Peripherally applied Abeta-containing inoculates induce cerebral beta-amyloidosis

Abstract

The intracerebral injection of β-amyloid-containing brain extracts can induce cerebral β-amyloidosis and associated pathologies in susceptible hosts. We found that intraperitoneal inoculation with β-amyloid-rich extracts induced β-amyloidosis in the brains of β-amyloid precursor protein transgenic mice after prolonged incubation times.

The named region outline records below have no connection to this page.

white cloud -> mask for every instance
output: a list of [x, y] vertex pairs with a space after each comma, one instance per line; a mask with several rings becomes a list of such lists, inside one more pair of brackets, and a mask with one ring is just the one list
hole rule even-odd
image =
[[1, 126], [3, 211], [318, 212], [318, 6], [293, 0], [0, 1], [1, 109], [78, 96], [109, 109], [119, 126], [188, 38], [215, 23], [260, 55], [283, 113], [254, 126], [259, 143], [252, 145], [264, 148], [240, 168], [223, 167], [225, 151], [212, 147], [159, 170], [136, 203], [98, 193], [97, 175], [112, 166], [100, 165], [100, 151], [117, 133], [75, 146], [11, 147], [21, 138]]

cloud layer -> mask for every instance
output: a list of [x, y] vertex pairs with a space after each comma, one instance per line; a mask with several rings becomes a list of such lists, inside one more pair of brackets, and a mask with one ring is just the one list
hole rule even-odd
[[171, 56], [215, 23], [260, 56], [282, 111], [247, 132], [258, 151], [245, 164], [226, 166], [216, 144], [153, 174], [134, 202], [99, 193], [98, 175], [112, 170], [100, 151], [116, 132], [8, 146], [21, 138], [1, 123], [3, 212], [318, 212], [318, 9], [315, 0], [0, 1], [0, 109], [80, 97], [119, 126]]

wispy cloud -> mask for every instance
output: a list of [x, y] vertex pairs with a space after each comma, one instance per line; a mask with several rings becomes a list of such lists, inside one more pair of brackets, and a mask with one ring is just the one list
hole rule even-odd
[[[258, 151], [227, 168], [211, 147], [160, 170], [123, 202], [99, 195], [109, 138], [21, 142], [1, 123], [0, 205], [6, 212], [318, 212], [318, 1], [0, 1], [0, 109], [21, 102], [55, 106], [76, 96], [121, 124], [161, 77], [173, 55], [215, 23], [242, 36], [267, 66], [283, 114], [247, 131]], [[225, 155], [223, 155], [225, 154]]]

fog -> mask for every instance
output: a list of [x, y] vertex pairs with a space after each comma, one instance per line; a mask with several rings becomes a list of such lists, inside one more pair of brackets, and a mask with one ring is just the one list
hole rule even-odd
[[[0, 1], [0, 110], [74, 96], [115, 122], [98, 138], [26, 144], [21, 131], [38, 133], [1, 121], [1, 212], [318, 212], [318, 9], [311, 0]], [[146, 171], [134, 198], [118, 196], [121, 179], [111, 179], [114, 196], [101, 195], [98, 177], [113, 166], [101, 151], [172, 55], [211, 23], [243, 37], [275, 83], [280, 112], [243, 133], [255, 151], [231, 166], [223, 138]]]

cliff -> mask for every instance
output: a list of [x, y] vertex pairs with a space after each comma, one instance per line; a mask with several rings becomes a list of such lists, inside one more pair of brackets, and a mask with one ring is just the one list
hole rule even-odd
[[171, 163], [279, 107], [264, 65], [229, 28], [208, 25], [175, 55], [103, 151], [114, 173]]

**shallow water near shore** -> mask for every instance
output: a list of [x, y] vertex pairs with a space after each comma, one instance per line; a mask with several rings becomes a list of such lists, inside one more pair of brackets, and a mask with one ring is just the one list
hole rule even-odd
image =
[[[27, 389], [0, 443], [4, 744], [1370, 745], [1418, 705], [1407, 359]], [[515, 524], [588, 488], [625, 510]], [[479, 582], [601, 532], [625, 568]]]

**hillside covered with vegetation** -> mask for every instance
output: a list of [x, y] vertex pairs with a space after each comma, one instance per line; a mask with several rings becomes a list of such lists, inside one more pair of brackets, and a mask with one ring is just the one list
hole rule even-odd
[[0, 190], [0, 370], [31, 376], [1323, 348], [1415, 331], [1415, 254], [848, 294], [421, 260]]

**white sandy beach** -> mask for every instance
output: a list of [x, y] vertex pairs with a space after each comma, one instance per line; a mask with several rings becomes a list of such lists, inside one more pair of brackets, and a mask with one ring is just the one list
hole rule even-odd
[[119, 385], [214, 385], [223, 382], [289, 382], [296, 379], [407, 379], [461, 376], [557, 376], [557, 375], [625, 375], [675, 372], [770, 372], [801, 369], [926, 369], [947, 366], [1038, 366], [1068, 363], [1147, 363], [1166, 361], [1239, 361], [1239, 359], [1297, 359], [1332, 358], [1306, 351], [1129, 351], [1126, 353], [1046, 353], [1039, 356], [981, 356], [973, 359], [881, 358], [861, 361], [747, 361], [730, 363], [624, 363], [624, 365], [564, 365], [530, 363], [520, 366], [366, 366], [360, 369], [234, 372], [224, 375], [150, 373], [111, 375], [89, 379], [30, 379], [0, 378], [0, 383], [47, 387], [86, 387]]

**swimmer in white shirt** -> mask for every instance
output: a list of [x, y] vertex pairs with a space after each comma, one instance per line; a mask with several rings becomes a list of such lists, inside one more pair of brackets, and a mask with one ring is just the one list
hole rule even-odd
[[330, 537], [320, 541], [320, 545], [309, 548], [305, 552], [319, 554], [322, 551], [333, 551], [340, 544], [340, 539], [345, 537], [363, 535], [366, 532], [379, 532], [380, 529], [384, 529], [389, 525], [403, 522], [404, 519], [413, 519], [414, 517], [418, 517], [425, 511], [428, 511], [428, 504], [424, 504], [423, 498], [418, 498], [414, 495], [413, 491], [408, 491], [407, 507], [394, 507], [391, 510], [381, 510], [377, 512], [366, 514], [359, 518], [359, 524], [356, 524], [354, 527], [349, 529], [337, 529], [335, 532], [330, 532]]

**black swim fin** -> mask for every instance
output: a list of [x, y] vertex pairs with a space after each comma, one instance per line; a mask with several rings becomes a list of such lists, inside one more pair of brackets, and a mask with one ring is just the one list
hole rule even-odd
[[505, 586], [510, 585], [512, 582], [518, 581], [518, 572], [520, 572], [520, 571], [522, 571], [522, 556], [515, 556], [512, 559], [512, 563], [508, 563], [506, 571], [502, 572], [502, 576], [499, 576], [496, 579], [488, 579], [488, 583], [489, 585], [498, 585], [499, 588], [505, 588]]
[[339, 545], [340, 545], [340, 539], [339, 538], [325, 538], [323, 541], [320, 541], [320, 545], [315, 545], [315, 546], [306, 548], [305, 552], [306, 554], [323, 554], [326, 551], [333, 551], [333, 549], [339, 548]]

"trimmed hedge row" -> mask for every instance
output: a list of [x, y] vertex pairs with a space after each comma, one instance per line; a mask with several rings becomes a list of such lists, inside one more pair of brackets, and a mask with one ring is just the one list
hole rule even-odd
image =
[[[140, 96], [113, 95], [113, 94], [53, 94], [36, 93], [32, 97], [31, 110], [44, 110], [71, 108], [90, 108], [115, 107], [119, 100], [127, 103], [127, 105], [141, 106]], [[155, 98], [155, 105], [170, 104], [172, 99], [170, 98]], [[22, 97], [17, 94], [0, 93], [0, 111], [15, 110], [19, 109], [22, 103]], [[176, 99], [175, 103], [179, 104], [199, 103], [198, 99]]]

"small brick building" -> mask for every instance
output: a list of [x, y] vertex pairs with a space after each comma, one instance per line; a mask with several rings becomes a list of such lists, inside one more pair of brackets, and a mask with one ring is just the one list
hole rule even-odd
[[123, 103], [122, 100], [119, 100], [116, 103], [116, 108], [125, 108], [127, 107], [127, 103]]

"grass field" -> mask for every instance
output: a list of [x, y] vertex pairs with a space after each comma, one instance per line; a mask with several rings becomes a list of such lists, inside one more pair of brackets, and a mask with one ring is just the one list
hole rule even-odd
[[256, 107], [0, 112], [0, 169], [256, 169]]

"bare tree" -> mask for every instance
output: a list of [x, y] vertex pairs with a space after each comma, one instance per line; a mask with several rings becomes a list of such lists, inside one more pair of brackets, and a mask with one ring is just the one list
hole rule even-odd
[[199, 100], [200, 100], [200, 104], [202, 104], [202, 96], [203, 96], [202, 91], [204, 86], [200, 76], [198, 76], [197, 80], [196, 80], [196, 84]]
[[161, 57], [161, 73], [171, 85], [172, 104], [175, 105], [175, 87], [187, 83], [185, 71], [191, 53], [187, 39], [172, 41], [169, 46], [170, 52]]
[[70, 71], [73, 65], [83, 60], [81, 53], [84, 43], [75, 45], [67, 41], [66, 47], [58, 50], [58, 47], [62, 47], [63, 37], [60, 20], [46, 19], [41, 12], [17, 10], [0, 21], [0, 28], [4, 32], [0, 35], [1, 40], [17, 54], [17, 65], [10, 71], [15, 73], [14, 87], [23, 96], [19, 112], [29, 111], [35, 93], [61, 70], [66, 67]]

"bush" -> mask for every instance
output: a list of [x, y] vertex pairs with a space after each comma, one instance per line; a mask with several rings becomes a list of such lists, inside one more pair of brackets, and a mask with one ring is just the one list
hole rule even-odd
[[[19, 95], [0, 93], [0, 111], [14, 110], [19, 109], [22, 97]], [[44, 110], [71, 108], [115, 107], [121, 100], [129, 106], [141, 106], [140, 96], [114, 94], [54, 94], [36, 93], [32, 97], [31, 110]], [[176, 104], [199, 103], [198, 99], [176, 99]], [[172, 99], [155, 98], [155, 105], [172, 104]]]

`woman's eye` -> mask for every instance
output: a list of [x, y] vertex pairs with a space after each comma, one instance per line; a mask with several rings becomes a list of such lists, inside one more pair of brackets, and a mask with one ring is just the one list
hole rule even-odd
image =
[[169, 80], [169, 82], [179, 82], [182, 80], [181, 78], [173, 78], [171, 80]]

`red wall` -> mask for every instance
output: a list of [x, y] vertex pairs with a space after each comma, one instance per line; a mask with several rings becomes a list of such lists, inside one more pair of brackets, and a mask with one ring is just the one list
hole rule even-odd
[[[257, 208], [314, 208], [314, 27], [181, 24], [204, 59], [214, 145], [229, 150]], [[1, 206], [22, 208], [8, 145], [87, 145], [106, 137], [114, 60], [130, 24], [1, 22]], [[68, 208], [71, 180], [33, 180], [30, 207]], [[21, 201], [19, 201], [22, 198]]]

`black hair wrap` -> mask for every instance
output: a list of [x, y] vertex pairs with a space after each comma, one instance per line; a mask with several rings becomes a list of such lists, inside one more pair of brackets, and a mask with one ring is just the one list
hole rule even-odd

Fig. 1. Induced Aβ deposition

(A, B) Aβ-immunostained frontal cortex of APP23 mice inoculated intraperitoneally with Tg extract (A) or Wt extract- (B). (C, D) Most induced β-amyloid was vascular (Aβ-CAA), with Aβ-immunoreactivity extending into the brain parenchyma (arrows). Amyloid-laden vessels were congophilic [red in (D); birefringent under cross-polarized light in insert] and often were surrounded by diffuse, Congo red-negative Aβ deposits (arrowheads). (E, F) Analysis of the entire neocortex for Aβ-CAA frequency [indicated are all three (I-III) CAA severity grades (5)], and for total Aβ load in Tg extract-inoculated mice compared with control (Ctr) mice. Cohort 1 consisted of six Tg extract-inoculated mice versus seven untreated control mice. Aβ-CAA: t(11)=6.78 (all severity grades combined), ***p<0.0001; Aβ load: t(11)=8.79, ***p<0.0001. Cohort 2 consisted of five Tg extract-inoculated mice versus five Wt extract-inoculated mice and four PBS-injected mice. These latter two (control) groups did not differ significantly and were combined for analysis. Aβ-CAA: t(12)=7.79, ***p<0.0001; Aβ load t(12)=2.71, *p<0.05. The occasional parenchymal Aβ-deposits in control mice are normal for 9-month-old APP23 mice. Error bars, means ±SEM. Scale bars: [(A) and (B)] 200μm; [0(C) and (D)] 50μm.

Fig. 2. Induced Aβ deposition was linked to multiple associated pathologies

(A) Ultrastructural analysis showed amyloid deposition within the vascular basal lamina (BL), with typical amyloid fibrils (arrowheads) extending into the brain parenchyma. Insets are low- and high-magnification views of the examined vessel (L, lumen) and the typical nonbranching amyloid fibrils. (B to E) Vascular amyloid [stained by Congo Red in (B) and (C)] and parenchymal plaques were surrounded by hypertrophic, Iba1-positive microglia (B), Glial fibrillary acidic protein (GFAP)-positive astrocytes (C), hyperphosphorylated tau-positive neurites [(D); asterisk indicates amyloid core], but a paucity of proximate neurons [cresyl-violet stain (E)]. (F and G) Vessels with CAA types II and III showed smooth muscle cell loss at the site of amyloid deposition (arrowheads; confocal image, maximum projection of 5μm z-stack: red, Aβ; green, smooth muscle actin). A normal vessel (G) has a complete ring of smooth muscle cells. (H) Immunoblotting of micropunches of Aβ-immunoreactive material revealed the expected Aβ band. Synthetic Aβ40/42 is shown as control. Markers, 3 and 6 kD. Scale bars: (A) 1μm (insets, 5 and 0.5 μm); [(B) to (E)] 50μm; [(F) and (G)] 10μm.